Shor's factorization algorithm with a single control qubit and imperfections

TL;DR

This study numerically investigates the robustness of Shor's quantum factoring algorithm with a single control qubit against static imperfections, demonstrating its operational limits and scaling behavior on realistic quantum computers.

Contribution

It provides a detailed numerical analysis of the algorithm's resilience to static imperfections, extending understanding of its practical feasibility with many qubits.

Findings

Algorithm remains operational up to a critical coupling strength that decreases polynomially with log2 N.

Numerical results agree with analytical estimates for the scaling of imperfections.

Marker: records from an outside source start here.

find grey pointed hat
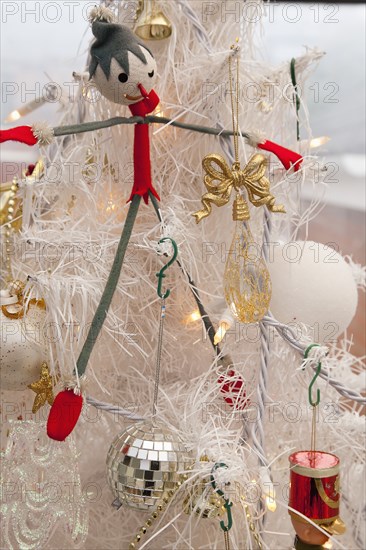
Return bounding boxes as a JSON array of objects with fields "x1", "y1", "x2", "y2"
[{"x1": 89, "y1": 21, "x2": 152, "y2": 78}]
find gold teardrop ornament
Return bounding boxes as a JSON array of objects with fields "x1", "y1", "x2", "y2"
[{"x1": 224, "y1": 221, "x2": 272, "y2": 323}]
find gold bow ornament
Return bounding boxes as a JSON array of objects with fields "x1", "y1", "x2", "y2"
[{"x1": 192, "y1": 153, "x2": 286, "y2": 223}]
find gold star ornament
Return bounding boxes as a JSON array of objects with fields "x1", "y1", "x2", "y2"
[{"x1": 28, "y1": 363, "x2": 55, "y2": 414}]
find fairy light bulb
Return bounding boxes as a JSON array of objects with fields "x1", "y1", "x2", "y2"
[
  {"x1": 214, "y1": 309, "x2": 234, "y2": 346},
  {"x1": 224, "y1": 195, "x2": 272, "y2": 323},
  {"x1": 214, "y1": 321, "x2": 230, "y2": 346},
  {"x1": 259, "y1": 467, "x2": 277, "y2": 512},
  {"x1": 310, "y1": 136, "x2": 331, "y2": 149},
  {"x1": 188, "y1": 309, "x2": 201, "y2": 322}
]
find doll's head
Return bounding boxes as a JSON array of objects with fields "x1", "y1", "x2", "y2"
[{"x1": 89, "y1": 20, "x2": 156, "y2": 105}]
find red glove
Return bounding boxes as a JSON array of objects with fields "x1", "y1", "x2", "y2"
[{"x1": 137, "y1": 84, "x2": 149, "y2": 99}]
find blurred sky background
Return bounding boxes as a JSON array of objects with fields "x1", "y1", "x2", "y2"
[{"x1": 0, "y1": 0, "x2": 365, "y2": 210}]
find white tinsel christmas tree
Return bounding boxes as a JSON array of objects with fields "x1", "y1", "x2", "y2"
[{"x1": 1, "y1": 0, "x2": 366, "y2": 550}]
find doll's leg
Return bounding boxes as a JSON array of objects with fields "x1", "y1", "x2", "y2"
[{"x1": 76, "y1": 195, "x2": 141, "y2": 376}]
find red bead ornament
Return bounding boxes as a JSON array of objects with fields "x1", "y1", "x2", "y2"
[
  {"x1": 289, "y1": 451, "x2": 345, "y2": 545},
  {"x1": 47, "y1": 389, "x2": 83, "y2": 441},
  {"x1": 217, "y1": 369, "x2": 249, "y2": 410}
]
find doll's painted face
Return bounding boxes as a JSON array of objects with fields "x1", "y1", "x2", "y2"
[{"x1": 93, "y1": 46, "x2": 156, "y2": 105}]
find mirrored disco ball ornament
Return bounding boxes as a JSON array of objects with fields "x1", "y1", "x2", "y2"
[{"x1": 107, "y1": 421, "x2": 190, "y2": 510}]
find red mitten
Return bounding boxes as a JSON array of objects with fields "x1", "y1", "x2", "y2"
[
  {"x1": 47, "y1": 389, "x2": 83, "y2": 441},
  {"x1": 0, "y1": 126, "x2": 38, "y2": 145},
  {"x1": 137, "y1": 84, "x2": 149, "y2": 98},
  {"x1": 257, "y1": 139, "x2": 303, "y2": 172}
]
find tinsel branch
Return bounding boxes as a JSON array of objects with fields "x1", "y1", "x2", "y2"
[
  {"x1": 262, "y1": 313, "x2": 366, "y2": 405},
  {"x1": 150, "y1": 193, "x2": 221, "y2": 355}
]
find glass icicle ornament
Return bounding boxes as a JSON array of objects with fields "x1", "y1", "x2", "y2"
[{"x1": 224, "y1": 194, "x2": 271, "y2": 323}]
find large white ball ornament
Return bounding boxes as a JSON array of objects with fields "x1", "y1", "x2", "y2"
[
  {"x1": 268, "y1": 241, "x2": 358, "y2": 344},
  {"x1": 0, "y1": 298, "x2": 47, "y2": 391}
]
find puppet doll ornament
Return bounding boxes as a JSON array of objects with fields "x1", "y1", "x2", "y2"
[{"x1": 89, "y1": 10, "x2": 160, "y2": 204}]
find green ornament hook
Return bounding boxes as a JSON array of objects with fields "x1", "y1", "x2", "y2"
[
  {"x1": 156, "y1": 237, "x2": 178, "y2": 300},
  {"x1": 211, "y1": 462, "x2": 233, "y2": 531},
  {"x1": 304, "y1": 344, "x2": 322, "y2": 407}
]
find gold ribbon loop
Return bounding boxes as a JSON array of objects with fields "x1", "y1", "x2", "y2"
[{"x1": 193, "y1": 153, "x2": 285, "y2": 223}]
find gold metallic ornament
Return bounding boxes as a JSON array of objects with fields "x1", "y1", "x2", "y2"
[
  {"x1": 224, "y1": 222, "x2": 272, "y2": 323},
  {"x1": 183, "y1": 478, "x2": 225, "y2": 518},
  {"x1": 193, "y1": 153, "x2": 285, "y2": 223},
  {"x1": 28, "y1": 362, "x2": 55, "y2": 414},
  {"x1": 134, "y1": 0, "x2": 172, "y2": 40}
]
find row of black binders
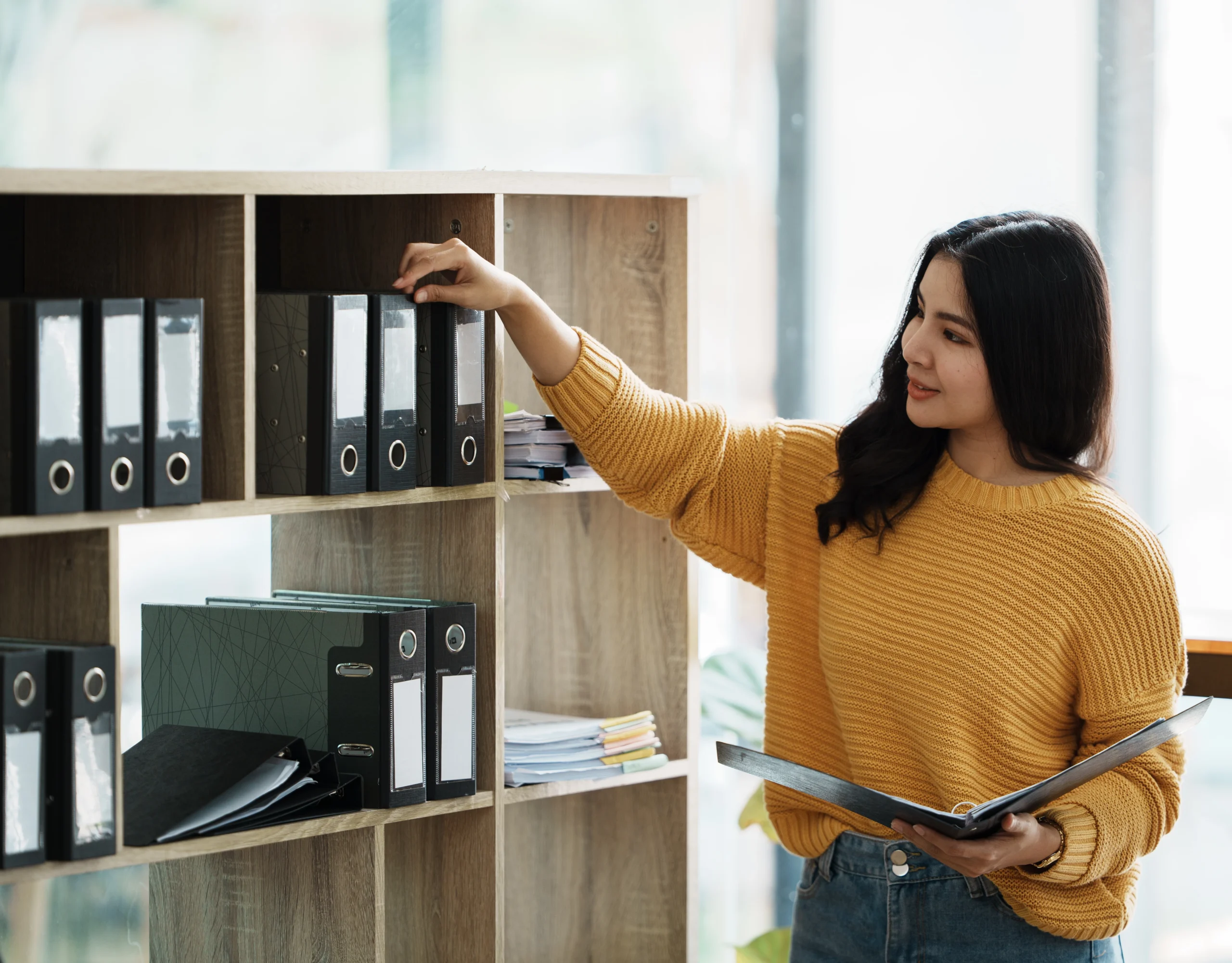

Demonstrates feasibility of factoring large numbers with realistic quantum hardware.

Abstract

We formulate and numerically simulate the single control qubit Shor algorithm for the case of static imperfections induced by residual couplings between qubits. This allows us to study the accuracy of Shor's algorithm with respect to these imperfections using numerical simulations of realistic quantum computations with up to $n_q=18$ computational qubits allowing to factor numbers up to N=205193. We confirm that the algorithm remains operational up to a critical coupling strength $\epsilon_c$ which drops only polynomially with $\log_2 N$. The obtained numerical dependence of $\epsilon_c$ on $\log_2 N$ is in a good agreement with the analytical estimates that allows to obtain the scaling for functionality of Shor's algorithm on realistic quantum computers with a large number of qubits.